Post match festivities were in full swing in downtown New Plymouth. The town seemed to have gotten it right. A huge tent was stretched across a street beside the town’s famous Irish bar (Peggy Gordon’s). There was a solid rock band blasting out covers with a bar running down one side of the tent and a couple of food stands on the other. Police were very visible, and usually they seemed engaged in a friendly discussion with some intoxicated person about the match or the state of the world. At about midnight I ended up in the bar at the GCR hotel chatting with a Kiwi tv commentator “Scotty”, sipping a JD on the rocks (NZ$10) and waiting for the taxi line to go down. One of Scotty’s colleagues (Scotty informed me he had been the captain of Tonga in the 95 World Cup) started a conversation with a lovely lady in the bar. Being a bit of a natural eavesdropper I picked up a few words like “husband, Todd, Japan, years left on contract” and being the clever reporter that I purport to be I deduced that this was Mrs. Clever.
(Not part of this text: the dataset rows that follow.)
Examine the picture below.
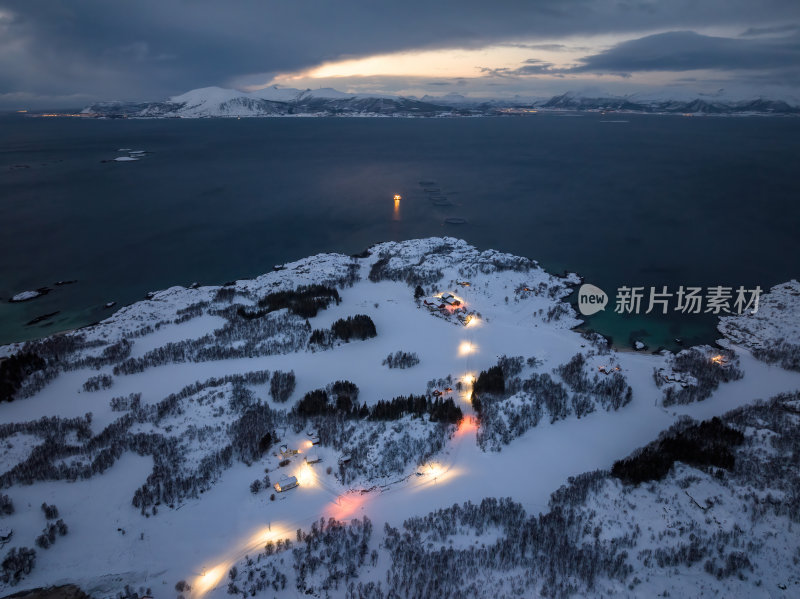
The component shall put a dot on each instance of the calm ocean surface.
(650, 201)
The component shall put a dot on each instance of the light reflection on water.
(636, 204)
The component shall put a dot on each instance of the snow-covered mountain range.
(279, 101)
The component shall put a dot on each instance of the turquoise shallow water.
(652, 201)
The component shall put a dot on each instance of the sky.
(68, 53)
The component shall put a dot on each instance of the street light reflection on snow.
(209, 579)
(466, 348)
(305, 476)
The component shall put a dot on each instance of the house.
(286, 484)
(286, 453)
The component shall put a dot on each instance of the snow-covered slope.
(154, 431)
(280, 101)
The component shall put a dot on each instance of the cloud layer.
(148, 49)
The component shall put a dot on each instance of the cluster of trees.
(38, 465)
(16, 564)
(111, 354)
(341, 400)
(339, 550)
(612, 390)
(282, 385)
(274, 333)
(305, 301)
(253, 433)
(709, 443)
(508, 406)
(256, 577)
(258, 484)
(414, 273)
(6, 505)
(589, 540)
(780, 352)
(548, 550)
(378, 448)
(401, 359)
(70, 451)
(696, 362)
(437, 409)
(189, 312)
(14, 370)
(100, 381)
(559, 311)
(359, 326)
(122, 404)
(50, 511)
(48, 536)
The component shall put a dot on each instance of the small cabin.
(5, 535)
(286, 484)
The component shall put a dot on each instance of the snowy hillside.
(344, 426)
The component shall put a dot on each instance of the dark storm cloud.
(756, 31)
(688, 51)
(151, 48)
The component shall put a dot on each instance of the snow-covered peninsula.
(418, 420)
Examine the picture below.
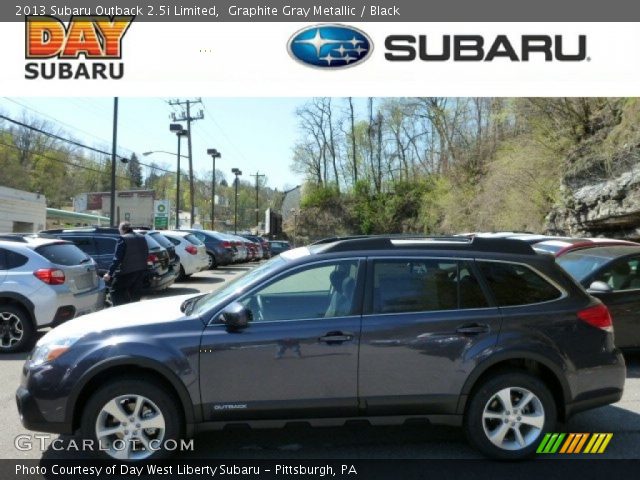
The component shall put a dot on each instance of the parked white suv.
(43, 282)
(191, 251)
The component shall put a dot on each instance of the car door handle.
(473, 329)
(336, 337)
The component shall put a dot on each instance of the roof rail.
(390, 242)
(21, 237)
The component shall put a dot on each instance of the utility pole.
(214, 154)
(186, 117)
(114, 147)
(257, 175)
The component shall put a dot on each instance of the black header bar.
(334, 11)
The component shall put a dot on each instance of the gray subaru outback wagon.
(481, 333)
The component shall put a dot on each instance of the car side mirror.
(236, 317)
(600, 287)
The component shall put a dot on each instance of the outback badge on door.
(330, 46)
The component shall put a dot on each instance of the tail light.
(597, 316)
(50, 276)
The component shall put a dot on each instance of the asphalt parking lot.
(351, 442)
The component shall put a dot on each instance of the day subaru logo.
(330, 46)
As the taxi line wasn’t shrinking too quickly I ordered another JD practiced my Russian eavesdropping on the young Russian couple next to me, and waited to see if Todd would show up. (The only thing I could pick up on the Russian couple was that she kept telling him something he should do.) My wait was soon rewarded when Todd showed up, held his new baby, kissed his wife, chatted with his friends. As he passed by where I was sitting I said, “Great win and great game, as usual.” He gave me that warm Clever smile said a sincere thanks and headed off with his family. Thank goodness I hadn’t thought of any questions that would have kept him longer at the stadium.